8. Caríssimos, comprometamo-nos com todas as nossas forças, em defender o valor da família e o respeito da vida humana, desde o momento da concepção. Trata-se de valores que pertencem à "gramática" fundamental do diálogo e da convivência humana entre os povos. Formulo votos veementes por que tanto os governos e os parlamentos nacionais como as Organizações internacionais e, de modo particular, a Organização das Nações Unidas, não deixem que esta verdade se extravie. A todos os homens de boa vontade, que acreditam nestes valores, peço que unam eficazmente os próprios esforços, para que eles prevaleçam na prática da vida, nas orientações culturais e nos mass media, nas opções políticas e nas legislações dos povos.
9. A vós, queridas mães, que tendes dentro de vós um instinto incoercível pela defesa da vida, dirijo um sentido apelo: sede sempre fonte de vida, nunca de morte!

A vós, pais e mães, digo: fostes chamados para a excelsa missão de colaborar com o Criador na transmissão da vida (cf. Carta às Famílias
LF 8); não tenhais medo da vida!
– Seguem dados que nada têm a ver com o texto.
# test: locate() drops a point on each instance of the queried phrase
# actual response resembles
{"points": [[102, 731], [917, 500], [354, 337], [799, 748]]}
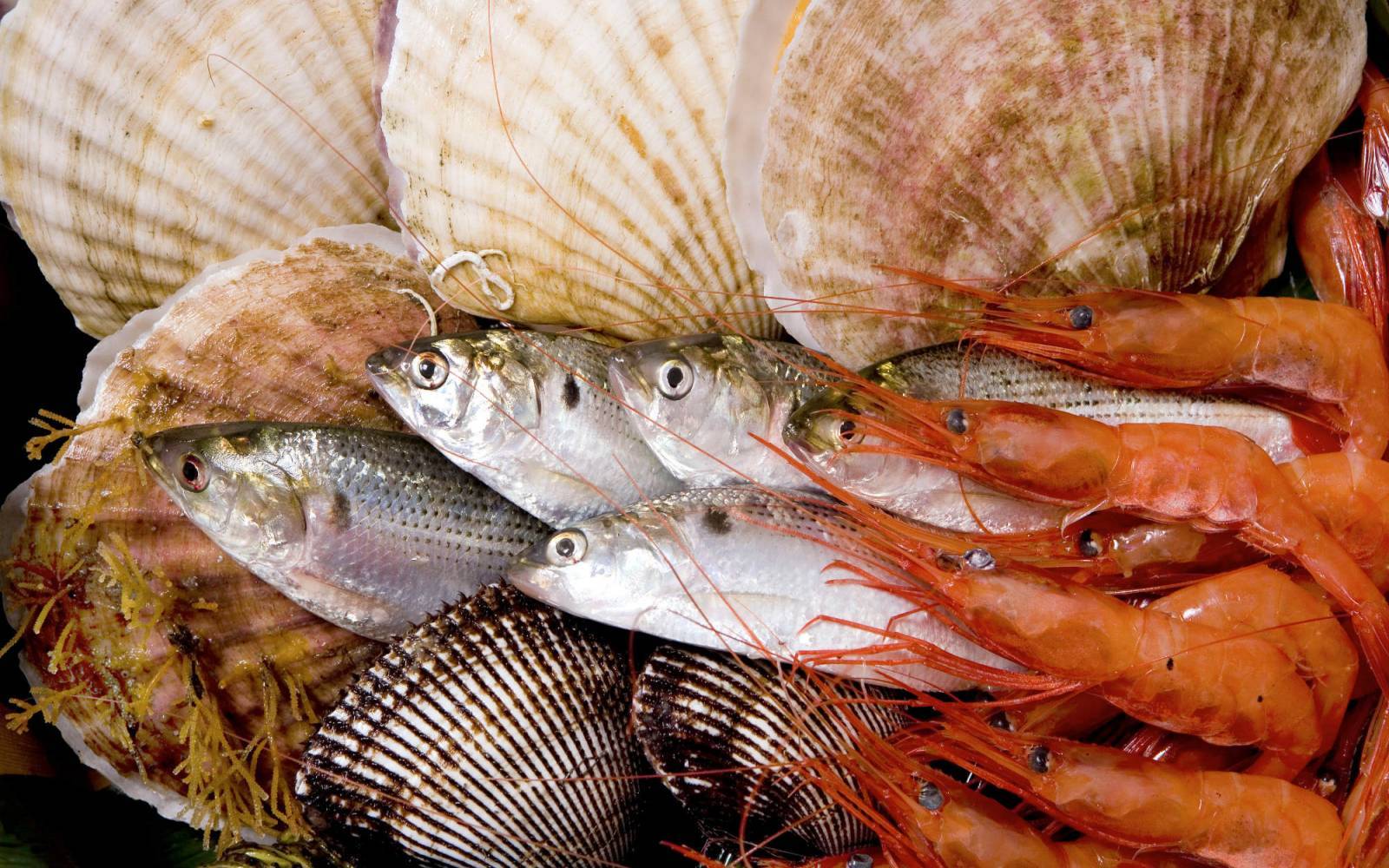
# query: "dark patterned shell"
{"points": [[178, 674], [696, 712], [495, 735]]}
Proclamai juntos o valor da família e da vida, pois sem estes valores, não há um futuro digno do homem!

O maravilhoso espectáculo das vossas tochas acesas nesta Praça vos acompanhe por muito tempo, como um sinal d'Aquele que é a Luz e vos chama a iluminar com o vosso testemunho o caminho da humanidade pelas vias do novo milénio!






AOS PEREGRINOS DA POLÓNIA


VINDOS PARTICIPAR NO JUBILEU DAS FAMÍLIAS


Segunda-feira, 16 de Outubro de 2000



1. "Graça e paz vos sejam dadas da parte de Deus nosso Pai e do Senhor Jesus Cristo" 2 Cor 1, 2). Com estas palavras de São Paulo saúdo cordialmente todos os presentes na audiência de hoje, no Vaticano.

360 Caríssimos, estais juntos como peregrinos na Cidade Eterna para tomar parte no Jubileu das Famílias no âmbito do Grande Jubileu da Redenção divina. Alegro-me pela vossa presença, especialmente enquanto olho para os vossos filhos os mais jovens participantes deste encontro. Saúdo-vos a todos do fundo do coração, pessoas isoladas e famílias inteiras. Dirijo palavras de saudação primeiramente aos sacerdotes comprometidos na pastoral das famílias, ao Mons. Stanislaw Stefanek, Presidente do Pontifício Conselho para a Família e a todas as pessoas comprometidas nesta pastoral, na Polónia: sacerdotes, religiosos, religiosas e leigos. Saúdo os membros da Associação das famílias católicas e os ouvintes da Rádio Maria, os membros da Associação dos Juristas Católicos e também os professores de Poznan aqui presentes, assim como os leitores do "Przewodnik Katolicki" da mesma cidade, os representantes do Instituto de Lomianki e os representantes da Ordem dos Cavaleiros de Malta, e aproveito o ensejo para lhes transmitir um particular obrigado pelo serviço de bons samaritanos prestado ao homem, pela sua generosa actividade caritativa também amplamente conhecida na Polónia. Dou as boas-vindas aos numerosos grupos paroquiais já enumerados e aos peregrinos que aqui chegaram individualmente.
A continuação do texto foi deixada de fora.